Un Orfeo lussureggiante
Bel successo di pubblico per la favola pastorale di Striggio e Monteverdi che ha inaugurato il festival di Cremona
Introdotto da una doppia esecuzione dell’iconica “Toccata” – la prima all’aperto, ad allertare i passanti di fronte al teatro Ponchielli, la seconda all’interno a introdurre l’azione sulla scena – il debutto de L’Orfeo di Alessandro Striggio e Claudio Monteverdi ha inaugurato l’altra sera l’edizione 2021 del festival di Cremona.
Basata sulla ripresa dell’allestimento del 2007 dello stesso teatro Ponchielli, la regia di Andrea Cigni ha immerso questa favola pastorale in un’ambientazione tripartita, articolata appunto nei tre ambiti nei quali si sviluppa la narrazione: il mondo terreno – una sorta di “terra di mezzo” rappresentata da un bosco lussureggiante tra le cui copiose fronde si celebra l’iniziale rito nuziale – gli inferi – posti letteralmente sotto la palude che completa il verdeggiante ambiente bucolico iniziale e segnati da un’atmosfera intrisa di un buio plastico e denso di opachi riverberi – e il mondo celeste – sospeso nell’azzurro terso di un cielo sovrastato dall’opulento sole apollineo, dorato e fiammeggiante, al quale faceva da controcanto il dipinto di Jean Delville “Orfeo morto” riprodotto sul sipario, ideale rimando all’altro finale “bacchico”.
Ambienti nei quali la vicenda mitologica, intessuta tra il prologo e i cinque atti che compongono questa favola in musica del 1607, si sviluppa attraverso le azioni dei vari personaggi, la cui gestualità si dispiega qui in maniera misurata e rituale, abitando le scene e i costumi di Lorenzo Cutùli illuminati dalle luci curate da Fiammetta Baldiserri.
Un contesto nel quale gli interpreti hanno trovato una collocazione funzionale, a partire da Mauro Borgioni nel ruolo di un protagonista il quale, se nella prima parte della messa in scena si è mosso con un dinamismo forse un poco vivace – vedi la corsa in tondo –, nel corso dello sviluppo narrativo ha trovato un equilibrio in grado di valorizzare un dato vocale nel complesso ben tratteggiato, soprattutto a partire dall’inizio del terzo atto. Qui, in particolare, il carattere rappresentativo di questa lettura ha offerto forse uno dei momenti più pregnanti, tra il dialogo di Orfeo con Speranza – incorniciato da una visione scenica tra le più efficaci di questo allestimento – per arrivare alla celebre aria “Possente spirto”.
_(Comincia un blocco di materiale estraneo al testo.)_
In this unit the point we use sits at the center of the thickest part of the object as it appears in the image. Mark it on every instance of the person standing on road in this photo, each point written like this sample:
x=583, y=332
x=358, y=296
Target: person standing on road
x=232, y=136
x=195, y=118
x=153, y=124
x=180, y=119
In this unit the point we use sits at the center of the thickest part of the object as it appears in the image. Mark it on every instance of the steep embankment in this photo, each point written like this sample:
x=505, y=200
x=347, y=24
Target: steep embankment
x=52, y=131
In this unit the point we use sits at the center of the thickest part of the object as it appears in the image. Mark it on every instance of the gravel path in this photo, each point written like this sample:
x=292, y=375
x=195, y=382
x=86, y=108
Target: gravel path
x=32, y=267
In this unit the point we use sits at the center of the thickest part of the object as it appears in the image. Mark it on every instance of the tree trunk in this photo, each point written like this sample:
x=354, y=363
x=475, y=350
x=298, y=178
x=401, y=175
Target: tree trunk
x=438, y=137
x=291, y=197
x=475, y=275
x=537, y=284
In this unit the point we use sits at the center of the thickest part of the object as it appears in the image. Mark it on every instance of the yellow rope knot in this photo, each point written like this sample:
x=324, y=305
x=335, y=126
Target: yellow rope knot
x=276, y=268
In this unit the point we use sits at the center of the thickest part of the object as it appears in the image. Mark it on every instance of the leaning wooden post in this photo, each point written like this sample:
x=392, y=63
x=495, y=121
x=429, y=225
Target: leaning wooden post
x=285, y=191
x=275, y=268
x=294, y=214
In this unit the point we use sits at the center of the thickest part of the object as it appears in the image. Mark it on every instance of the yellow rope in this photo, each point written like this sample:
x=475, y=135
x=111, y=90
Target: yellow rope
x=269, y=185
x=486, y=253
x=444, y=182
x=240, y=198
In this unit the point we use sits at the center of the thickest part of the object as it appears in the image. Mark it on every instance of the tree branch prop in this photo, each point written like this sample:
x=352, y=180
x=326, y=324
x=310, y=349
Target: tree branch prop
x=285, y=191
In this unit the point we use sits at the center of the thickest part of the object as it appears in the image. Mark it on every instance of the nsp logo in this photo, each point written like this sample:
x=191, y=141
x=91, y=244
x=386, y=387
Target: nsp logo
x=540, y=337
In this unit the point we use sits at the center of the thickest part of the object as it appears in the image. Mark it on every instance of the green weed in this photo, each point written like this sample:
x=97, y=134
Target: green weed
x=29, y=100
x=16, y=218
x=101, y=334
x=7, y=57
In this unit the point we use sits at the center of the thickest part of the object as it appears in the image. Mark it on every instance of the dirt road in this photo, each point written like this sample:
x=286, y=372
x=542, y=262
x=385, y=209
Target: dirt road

Un dato assecondato anche dai contribuiti degli altri artisti coinvolti, a partire dalla prova di Giuseppina Bridelli (Messaggera e Speranza), tra le più convincenti sul palcoscenico, e il bell’impegno di Roberta Mameli (La Musica e Proserpina), passando per il Caronte di Alessandro Ravasio, il Plutone di Davide Giangregorio, e ancora Cristina Fanelli nei panni di un’efficace Euridice e Luca Cervoni in quelli di un corretto Apollo. Completavano il cast i pastori di Raffaele Giordani, Roberto Rilievi, Danilo Pastore e Guglielmo Buonsanti, le ninfe di Paola Cialdella e Isabella Di Pietro, oltre agli spiriti infernali di Roberto Rilievi e Renato Cadel.
La direzione di Antonio Greco, alla guida del Coro e dell’Orchestra del MonteverdiFestival (maestro del coro Diego Maccagnola) ha condotto il dato musicale attraverso un passo interpretativo che da un lato assecondava l’idea di un dinamismo timbrico, appunto, lussureggiante, e dall’altro cercava di distillare trasparenze espressive non sempre risultate completamente a fuoco.
Grande entusiasmo da parte del pubblico presente, in parte in piedi nel salutare alla fine tutti gli artisti impegnati con applausi convinti e calorosi.